Teare's latest business, a classified-ad tool for publishers called Edgeio, was launched with the help of long-time business partner and Silicon Valley guru Michael Arrington, whose daily blog, TechCrunch, is considered such an integral part of Valley life that it now turns over $10m (£4.9m) a year. TechCrunch has become so popular that Arrington has hired a CEO. In the Valley, even the bloggers have boardrooms.
Eager to avoid London landlords charging "something like £400-£500 per desk per month", Oxford graduate Kulveer Taggar chose to base his start-up, Auctomatic, in Silicon Valley, where you're more likely to pay the same price in dollars. Auctomatic, which Taggar runs alongside his brother Harjeet, is a website offering tools that enable professional eBay sellers to trade more efficiently. Taggar is still awaiting news on his visa application, but he's confident of a positive result. In the meantime, his days are spent sharpening his networking skills.
"In England, when we were starting up last summer, we were the only people starting companies in our peer group," he recalls. "We went to San Francisco and were surrounded by other people doing the same thing. That makes a big difference. In Stanford the best graduates say: 'Which start-up can I join?' In the UK, they say: 'How can I get a job at Goldmans?'"
But a growing cluster of successes is beginning to provide UK graduates with an alternative. Zopa, Garlic, Monitise, OnOneMap, Nestoria, Zoomf and Zubka are all original, scalable UK tech firms. Says Klein: "Not only is there access to an amazing ecosystem of talent, but you now have sophisticated venture capital. People are being myopic when they think of Silicon Valley as the only place to build Web businesses."

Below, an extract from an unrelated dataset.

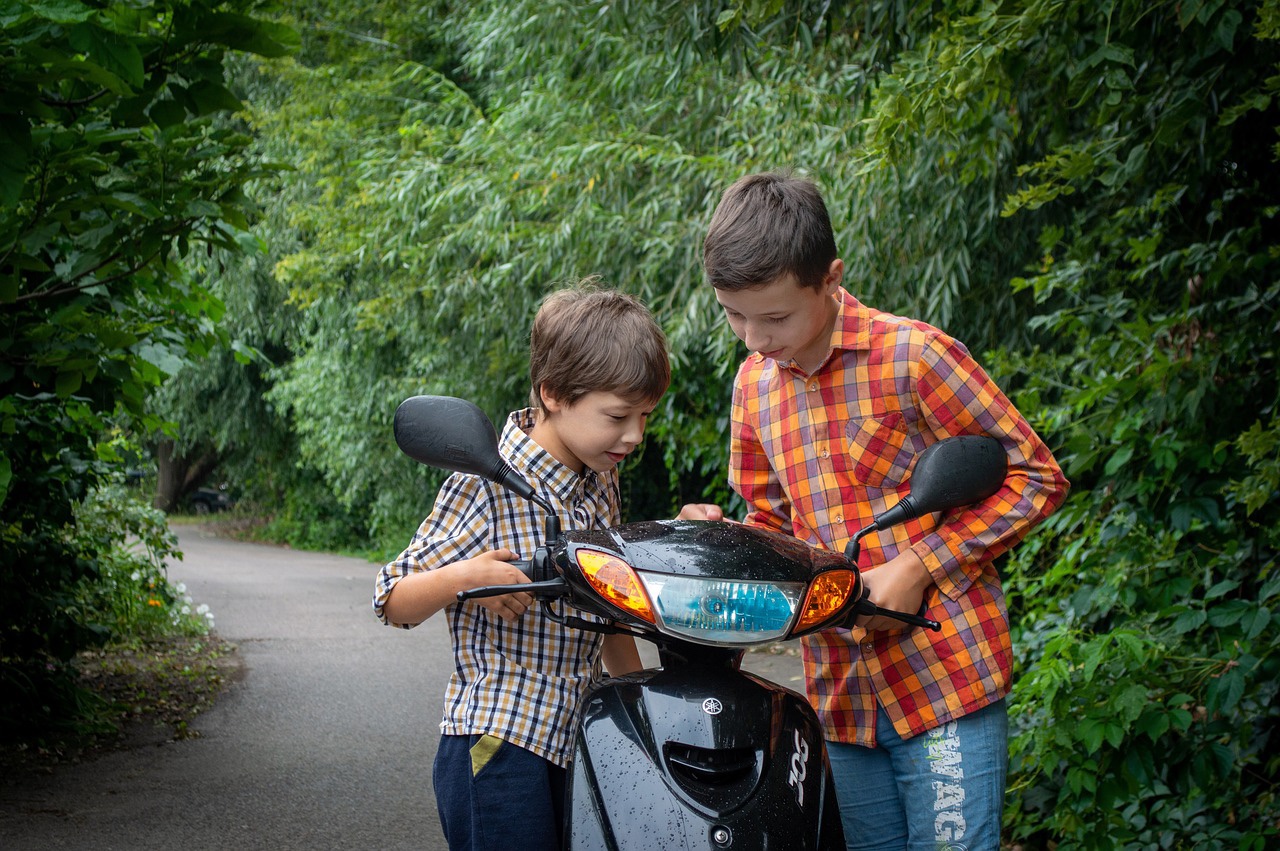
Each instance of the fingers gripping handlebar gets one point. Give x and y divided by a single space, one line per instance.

There's no doubting the Valley's credentials as a first-class innovation hub. But it does seem reasonable to expect that the Bay Area's main strength—a cosmopolitan core of labour and ideas, coupled with easy access to capital—may only serve to advertise its rivals' superior suitability: after all, if you're looking for a combination of diversity and cash, London has both in spades. But for now, the Valley is still king. The well travelled Arrington sums it up thus: "It's like making movies outside of Hollywood: lots of people do, but the culture is different and it's harder. I've never seen anything like Silicon Valley anywhere else in the world. That's why so many entrepreneurs move here, with or without a visa, to make their dreams come true."